Rwandan government has welcomed the extradition of the first genocide suspect by Germany but insists the remaining four genocide suspects should also be arrested, tried in Germany or extradited to Rwanda.
Jean Twagiramungu, a former teacher in Gikongoro Prefecture, in Nyamagabe district, was extradited on August 18 to face trial after a formal request by Rwanda.
While welcoming the latest development, officials from the National Public Prosecution Authority (NPPA) told Rwanda Today that it would even be better if Germany arrested the other four suspects who are yet to be apprehended.
“We are looking forward to the remaining four suspects extradited or tried in Germany,” said prosecutor Faustin Nkusi, spokesperson of the NPPA.

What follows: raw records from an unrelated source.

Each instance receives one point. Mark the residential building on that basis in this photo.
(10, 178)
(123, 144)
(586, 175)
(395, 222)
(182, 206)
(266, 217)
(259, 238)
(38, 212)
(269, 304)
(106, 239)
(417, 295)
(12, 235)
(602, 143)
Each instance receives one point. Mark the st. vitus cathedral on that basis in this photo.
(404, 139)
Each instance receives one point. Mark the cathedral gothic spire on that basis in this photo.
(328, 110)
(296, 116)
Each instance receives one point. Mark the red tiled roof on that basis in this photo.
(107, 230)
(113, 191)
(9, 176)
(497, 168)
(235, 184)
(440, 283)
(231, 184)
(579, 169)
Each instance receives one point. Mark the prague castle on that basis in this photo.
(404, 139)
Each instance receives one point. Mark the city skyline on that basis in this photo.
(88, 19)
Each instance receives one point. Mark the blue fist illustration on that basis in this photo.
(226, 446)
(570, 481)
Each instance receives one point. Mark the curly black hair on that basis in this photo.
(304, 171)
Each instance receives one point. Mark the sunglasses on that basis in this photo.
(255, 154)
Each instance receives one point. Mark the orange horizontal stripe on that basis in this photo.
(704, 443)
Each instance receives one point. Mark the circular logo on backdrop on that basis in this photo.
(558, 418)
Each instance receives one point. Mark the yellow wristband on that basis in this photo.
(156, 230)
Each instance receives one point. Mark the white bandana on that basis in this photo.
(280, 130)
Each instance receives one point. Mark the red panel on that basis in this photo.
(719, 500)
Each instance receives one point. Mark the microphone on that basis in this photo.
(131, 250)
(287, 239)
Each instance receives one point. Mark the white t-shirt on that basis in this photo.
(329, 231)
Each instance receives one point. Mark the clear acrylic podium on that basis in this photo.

Mr Nkusi added that Germany had set a good example for other European countries after the successful trial of Onesphore Rwabukombe who was sentenced to life imprisonment by German courts in 2015.
Germany also tried and sentenced two other genocide suspects, Ignace Murwanashyaka and Straton Musoni to 13 and eight years imprisonment respectively in 2011. Rwanda found the ruling unfair and said it would seek to extradite the convicts for a retrial.
Mr Nkusi told Rwanda that Jean Twagiramungu, who is currently detained at the 1930 detention facility in Kigali, will face trial for crimes against humanity.
Twagiramungu who left Rwanda in 1994, is reported to have masterminded the killing of more than 10,000 Tutsis in Rukondo and Karama communes, currently in Nyamagabe district. He contested his extradition after his arrest in Frankfurt, Germany two years ago.
In a statement released a week ago, the National Commission for the Fight against Genocide (CNLG), welcomed the move saying that Germany and Scandinavian countries have been loyal in observing the Convention on Prevention and Punishment of the Crime of Genocide.
Lately, Rwanda has been mounting pressure on western countries that are hosting genocide suspects. There are currently 815 outstanding arrest warrants from 399 in 2015.
Of the 815 international warrants, 640 are said to have been sent to African countries. But, officials say these countries have not shown a willingness to arrest and try genocide suspects.
Countries like Germany, Netherlands, Denmark, Sweden, Norway, the US, Canada and others have tried suspects while others decided to extradite them for trial in Rwanda.
According to Jean Bosco Siboyintore, a national prosecutor in charge of the genocide tracking unit at NPPA, most of the trials conducted abroad have resulted in convictions.
This then goes against the perception that fugitives were being pursued for political reasons or that evidence is fabricated as some suspects have alleged.
Rwanda has been pushing to have genocide suspects tried in the areas where they committed the crimes, a move experts believe would help genocide survivors heal.